Georgii Davydovich Gurvitch
Gurvitch, Georgii Davydovich
Born Nov. 2, 1894, in Novorossiisk; died Dec. 10, 1965, in Paris. Positivist sociologist. Professor at the universities of Tomsk and Petrograd (1915–21).
A supporter of Menshevism, Gurvitch emigrated in 1921. In 1935 he became a professor of sociology at the University of Strasbourg. During World War II (1939–45) he lived in the USA. In 1948 he became a professor at the Sorbonne. He was the founder and director of the journal Cahiers internationaux de sociologie, which began publication in 1946. He was also the organizer of the French National Scientific Research Center (1948) and the founder and president of the Institute of Sociology (1953–56).

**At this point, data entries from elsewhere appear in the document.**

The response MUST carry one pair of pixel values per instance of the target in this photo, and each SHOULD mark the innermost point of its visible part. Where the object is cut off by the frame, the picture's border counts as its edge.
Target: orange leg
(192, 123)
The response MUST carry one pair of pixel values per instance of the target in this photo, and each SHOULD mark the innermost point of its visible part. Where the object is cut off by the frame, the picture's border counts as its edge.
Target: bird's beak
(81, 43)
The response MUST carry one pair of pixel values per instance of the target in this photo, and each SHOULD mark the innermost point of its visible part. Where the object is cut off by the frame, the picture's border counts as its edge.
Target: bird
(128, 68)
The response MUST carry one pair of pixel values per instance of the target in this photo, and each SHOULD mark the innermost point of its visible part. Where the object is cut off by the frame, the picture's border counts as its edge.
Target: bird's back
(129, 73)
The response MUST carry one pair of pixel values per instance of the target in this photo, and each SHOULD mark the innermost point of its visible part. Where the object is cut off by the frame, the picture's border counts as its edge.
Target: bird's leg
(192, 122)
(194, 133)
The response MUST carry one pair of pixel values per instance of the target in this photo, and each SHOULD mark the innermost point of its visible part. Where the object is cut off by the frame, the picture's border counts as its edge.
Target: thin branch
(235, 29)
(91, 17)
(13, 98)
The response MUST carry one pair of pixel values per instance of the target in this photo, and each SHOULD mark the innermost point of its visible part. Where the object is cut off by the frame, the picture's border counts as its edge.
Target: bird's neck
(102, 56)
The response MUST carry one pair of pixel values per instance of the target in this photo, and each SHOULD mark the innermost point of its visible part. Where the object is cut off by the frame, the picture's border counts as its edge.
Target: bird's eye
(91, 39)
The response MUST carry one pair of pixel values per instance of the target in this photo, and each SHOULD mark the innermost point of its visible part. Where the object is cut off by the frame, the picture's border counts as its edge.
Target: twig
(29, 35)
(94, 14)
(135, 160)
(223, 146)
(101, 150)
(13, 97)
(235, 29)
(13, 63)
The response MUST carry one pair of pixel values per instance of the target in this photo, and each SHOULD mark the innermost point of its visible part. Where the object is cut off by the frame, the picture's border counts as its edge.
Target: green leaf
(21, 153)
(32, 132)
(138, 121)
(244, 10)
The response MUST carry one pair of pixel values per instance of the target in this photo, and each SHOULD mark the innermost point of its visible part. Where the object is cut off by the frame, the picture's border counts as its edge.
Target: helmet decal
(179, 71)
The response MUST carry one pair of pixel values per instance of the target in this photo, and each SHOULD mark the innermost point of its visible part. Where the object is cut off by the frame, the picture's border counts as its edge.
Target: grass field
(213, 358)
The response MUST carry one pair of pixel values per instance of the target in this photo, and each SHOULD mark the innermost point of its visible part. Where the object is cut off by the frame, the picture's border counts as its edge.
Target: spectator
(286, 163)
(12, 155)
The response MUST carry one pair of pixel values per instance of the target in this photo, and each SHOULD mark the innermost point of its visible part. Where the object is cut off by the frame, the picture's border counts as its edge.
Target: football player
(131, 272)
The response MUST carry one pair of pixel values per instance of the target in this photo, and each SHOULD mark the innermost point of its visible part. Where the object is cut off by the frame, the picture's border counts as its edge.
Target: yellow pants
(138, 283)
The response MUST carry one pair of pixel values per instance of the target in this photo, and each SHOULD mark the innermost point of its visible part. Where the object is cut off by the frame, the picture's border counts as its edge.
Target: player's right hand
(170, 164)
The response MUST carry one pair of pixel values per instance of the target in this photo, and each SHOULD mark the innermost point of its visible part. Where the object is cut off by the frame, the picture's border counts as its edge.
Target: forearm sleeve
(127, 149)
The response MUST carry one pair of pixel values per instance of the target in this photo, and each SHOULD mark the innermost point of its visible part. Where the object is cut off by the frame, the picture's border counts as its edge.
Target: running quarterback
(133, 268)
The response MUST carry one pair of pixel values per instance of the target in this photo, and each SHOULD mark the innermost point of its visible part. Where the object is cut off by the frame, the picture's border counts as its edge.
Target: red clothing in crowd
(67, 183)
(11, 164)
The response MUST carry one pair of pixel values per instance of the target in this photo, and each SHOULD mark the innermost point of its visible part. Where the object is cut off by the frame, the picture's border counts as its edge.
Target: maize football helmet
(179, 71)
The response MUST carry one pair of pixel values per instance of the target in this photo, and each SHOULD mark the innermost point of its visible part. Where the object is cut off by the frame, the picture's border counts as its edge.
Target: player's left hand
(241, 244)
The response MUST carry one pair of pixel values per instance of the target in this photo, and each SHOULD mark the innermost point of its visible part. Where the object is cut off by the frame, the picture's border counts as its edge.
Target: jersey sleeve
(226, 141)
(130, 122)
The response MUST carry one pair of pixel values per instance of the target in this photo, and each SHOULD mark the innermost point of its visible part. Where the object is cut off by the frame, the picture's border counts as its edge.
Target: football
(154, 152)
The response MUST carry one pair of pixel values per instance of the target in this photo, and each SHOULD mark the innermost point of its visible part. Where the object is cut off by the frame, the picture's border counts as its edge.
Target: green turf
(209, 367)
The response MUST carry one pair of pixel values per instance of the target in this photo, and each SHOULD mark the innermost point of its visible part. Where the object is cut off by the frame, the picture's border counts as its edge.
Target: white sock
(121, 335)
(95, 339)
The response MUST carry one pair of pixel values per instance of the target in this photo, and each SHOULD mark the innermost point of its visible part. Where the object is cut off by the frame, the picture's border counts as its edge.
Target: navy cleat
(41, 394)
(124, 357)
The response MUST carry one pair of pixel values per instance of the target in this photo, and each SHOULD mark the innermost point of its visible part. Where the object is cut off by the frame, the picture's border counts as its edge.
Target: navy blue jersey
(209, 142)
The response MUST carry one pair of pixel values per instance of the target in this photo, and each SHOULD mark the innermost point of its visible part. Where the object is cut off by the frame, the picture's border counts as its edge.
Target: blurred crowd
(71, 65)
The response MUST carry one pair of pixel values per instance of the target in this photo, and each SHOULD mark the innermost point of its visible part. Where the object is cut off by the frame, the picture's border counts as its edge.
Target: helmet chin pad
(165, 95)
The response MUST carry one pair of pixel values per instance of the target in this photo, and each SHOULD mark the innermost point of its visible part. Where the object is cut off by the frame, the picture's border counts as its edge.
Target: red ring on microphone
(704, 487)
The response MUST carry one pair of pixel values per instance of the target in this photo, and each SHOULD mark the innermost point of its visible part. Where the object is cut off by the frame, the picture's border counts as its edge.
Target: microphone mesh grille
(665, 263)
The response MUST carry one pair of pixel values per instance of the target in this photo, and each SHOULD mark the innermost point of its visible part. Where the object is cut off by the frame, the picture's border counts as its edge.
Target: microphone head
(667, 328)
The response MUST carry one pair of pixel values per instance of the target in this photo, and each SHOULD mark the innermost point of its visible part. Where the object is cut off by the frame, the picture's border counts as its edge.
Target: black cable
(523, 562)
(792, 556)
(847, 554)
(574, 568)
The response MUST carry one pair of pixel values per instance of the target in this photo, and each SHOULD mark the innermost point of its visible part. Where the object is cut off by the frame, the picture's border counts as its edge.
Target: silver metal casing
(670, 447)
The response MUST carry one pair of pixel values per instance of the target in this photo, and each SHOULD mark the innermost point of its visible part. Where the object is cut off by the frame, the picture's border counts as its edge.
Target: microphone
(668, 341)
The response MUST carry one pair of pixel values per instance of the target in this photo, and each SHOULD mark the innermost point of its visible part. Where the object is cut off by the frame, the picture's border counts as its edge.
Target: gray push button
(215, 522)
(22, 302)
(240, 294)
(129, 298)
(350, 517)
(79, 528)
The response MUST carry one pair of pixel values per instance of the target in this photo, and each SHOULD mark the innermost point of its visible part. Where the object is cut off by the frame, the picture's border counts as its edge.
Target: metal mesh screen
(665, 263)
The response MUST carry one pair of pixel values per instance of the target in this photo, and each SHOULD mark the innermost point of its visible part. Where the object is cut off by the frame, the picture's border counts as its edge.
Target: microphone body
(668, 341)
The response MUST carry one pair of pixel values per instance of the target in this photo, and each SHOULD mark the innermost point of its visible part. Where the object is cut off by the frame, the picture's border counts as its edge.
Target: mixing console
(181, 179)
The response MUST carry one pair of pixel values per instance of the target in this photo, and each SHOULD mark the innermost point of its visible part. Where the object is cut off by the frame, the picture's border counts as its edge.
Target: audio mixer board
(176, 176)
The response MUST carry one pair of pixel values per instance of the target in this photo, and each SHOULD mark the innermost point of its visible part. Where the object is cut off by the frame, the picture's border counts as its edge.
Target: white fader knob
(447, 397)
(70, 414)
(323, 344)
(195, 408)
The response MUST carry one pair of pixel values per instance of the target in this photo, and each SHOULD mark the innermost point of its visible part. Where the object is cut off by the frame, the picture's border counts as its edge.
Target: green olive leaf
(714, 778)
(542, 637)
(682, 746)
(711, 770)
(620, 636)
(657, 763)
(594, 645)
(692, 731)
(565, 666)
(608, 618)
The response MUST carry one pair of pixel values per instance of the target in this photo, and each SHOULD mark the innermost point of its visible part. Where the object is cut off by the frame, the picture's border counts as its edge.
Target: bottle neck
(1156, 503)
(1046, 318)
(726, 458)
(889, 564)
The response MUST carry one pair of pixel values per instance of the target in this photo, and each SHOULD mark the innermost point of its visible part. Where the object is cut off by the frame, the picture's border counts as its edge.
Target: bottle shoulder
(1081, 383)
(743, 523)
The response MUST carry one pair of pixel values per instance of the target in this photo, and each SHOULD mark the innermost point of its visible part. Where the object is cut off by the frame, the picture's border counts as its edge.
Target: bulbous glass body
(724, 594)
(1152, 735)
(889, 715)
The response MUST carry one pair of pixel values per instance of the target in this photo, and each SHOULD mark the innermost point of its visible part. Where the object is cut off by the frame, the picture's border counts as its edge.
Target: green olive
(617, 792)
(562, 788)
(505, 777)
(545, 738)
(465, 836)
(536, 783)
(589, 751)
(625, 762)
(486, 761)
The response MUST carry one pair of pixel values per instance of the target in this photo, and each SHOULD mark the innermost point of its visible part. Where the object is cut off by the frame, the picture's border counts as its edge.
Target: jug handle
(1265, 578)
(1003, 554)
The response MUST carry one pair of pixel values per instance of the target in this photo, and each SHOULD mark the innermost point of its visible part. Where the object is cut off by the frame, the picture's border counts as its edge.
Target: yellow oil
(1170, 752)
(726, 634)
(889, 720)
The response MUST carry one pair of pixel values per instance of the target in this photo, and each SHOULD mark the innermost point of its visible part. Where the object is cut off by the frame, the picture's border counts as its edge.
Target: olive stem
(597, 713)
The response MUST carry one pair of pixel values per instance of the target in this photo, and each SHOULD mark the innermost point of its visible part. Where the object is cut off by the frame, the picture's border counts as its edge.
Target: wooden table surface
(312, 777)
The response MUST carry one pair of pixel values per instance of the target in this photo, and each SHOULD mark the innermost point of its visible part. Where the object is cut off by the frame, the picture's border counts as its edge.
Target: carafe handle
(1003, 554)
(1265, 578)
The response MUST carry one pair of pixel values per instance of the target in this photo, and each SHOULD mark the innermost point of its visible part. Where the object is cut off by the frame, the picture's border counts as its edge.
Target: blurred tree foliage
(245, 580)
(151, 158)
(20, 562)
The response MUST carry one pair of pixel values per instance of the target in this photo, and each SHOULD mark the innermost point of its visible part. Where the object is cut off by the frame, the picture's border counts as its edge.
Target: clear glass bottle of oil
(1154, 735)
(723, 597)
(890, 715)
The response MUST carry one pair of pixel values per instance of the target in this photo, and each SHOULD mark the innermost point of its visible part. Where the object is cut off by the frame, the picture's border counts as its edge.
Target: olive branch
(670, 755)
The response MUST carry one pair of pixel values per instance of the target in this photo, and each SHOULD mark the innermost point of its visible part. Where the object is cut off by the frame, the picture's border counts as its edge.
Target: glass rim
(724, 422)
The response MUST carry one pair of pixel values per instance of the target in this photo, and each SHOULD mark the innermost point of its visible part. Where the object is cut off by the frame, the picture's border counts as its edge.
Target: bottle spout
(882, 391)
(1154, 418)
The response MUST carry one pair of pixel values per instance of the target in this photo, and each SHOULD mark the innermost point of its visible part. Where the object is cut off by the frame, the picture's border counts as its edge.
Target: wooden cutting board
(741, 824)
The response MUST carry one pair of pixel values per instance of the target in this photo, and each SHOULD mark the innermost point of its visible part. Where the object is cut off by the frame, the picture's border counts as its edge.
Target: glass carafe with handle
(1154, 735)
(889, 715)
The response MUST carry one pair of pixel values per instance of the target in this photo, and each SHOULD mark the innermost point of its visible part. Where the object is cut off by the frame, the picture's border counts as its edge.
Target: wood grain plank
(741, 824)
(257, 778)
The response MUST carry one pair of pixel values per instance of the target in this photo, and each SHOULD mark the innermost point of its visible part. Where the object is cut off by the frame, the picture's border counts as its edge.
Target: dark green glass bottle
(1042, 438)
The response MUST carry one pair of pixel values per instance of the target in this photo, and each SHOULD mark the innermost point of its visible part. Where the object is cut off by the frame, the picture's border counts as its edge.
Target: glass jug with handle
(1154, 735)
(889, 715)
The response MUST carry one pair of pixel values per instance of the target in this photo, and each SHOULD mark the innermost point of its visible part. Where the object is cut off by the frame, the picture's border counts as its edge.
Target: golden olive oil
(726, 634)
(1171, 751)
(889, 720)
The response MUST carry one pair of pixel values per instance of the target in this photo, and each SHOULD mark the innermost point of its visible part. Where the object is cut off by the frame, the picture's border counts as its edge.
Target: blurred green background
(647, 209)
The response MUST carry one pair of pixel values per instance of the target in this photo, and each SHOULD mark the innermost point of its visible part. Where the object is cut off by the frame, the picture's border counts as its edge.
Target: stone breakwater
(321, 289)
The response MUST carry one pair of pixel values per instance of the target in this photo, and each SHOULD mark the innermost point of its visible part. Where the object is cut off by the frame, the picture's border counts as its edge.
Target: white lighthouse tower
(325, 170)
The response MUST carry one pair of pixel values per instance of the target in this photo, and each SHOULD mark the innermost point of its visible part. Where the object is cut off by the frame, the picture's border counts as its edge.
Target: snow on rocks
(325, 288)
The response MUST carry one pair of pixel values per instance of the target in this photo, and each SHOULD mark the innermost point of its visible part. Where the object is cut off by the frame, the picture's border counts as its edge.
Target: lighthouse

Gurvitch began with a study of the history of political and legal doctrines, in which he was influenced by J. Fichte and H. Bergson. Subsequently, he was affected by the writings of J. J. Rousseau and P. J. Proudhon, as well as those of E. Durkheim and M. Weber, and he worked out an idealist concept of general sociology, which he called dialectical hyperempiricism and counterposed to Marxist sociology.
For Gurvitch, the main problems are freedom of choice for the individual and for society at various levels of reality. He sees as the basis of social relations the integrity of individual consciousness, which constitutes the “microelement” of social reality. (Gurvitch is sometimes regarded as belonging to the so-called school of microsociology.) He sees social reality as a constantly changing system of collective human activity, the various “levels” of which are found in dynamic interconnection with the “social frameworks,” that is, the different forms of collectivity: the “macro” units (social groups, classes, or global societies) and the “micro” units (communities and communalities). Gurvitch also studied the problems of the sociology of knowledge, ideology, morality, and law.
In his civic activity, Gurvitch opposed fascism and technocracy and was a supporter of peace and the national-liberation movement.
WORKS
Dialectique et sociologie. Paris, 1962.La Vocation actuelle de la sociologie, vols. 1–2. Paris, 1963.
Déterminisme s sociaux et liberté humaine, 2nd ed. Paris, 1963.
Traité de sociologie, 2nd ed., vols. 1–2. Paris, 1963.
Les Cadres sociaux de la connaissance. Paris, 1966.
In Russian translation:
“Budushchee sovremennykh sotsial’nykh struktur.” In Kakoe budushchee ozhidaet chelovechestvo? Prague, 1964.
REFERENCES
Toulement, R. Sociologie et pluralisme dialectique. Louvain-Paris, 1955.Bosserman, P. Dialectical Sociology. Boston, 1968.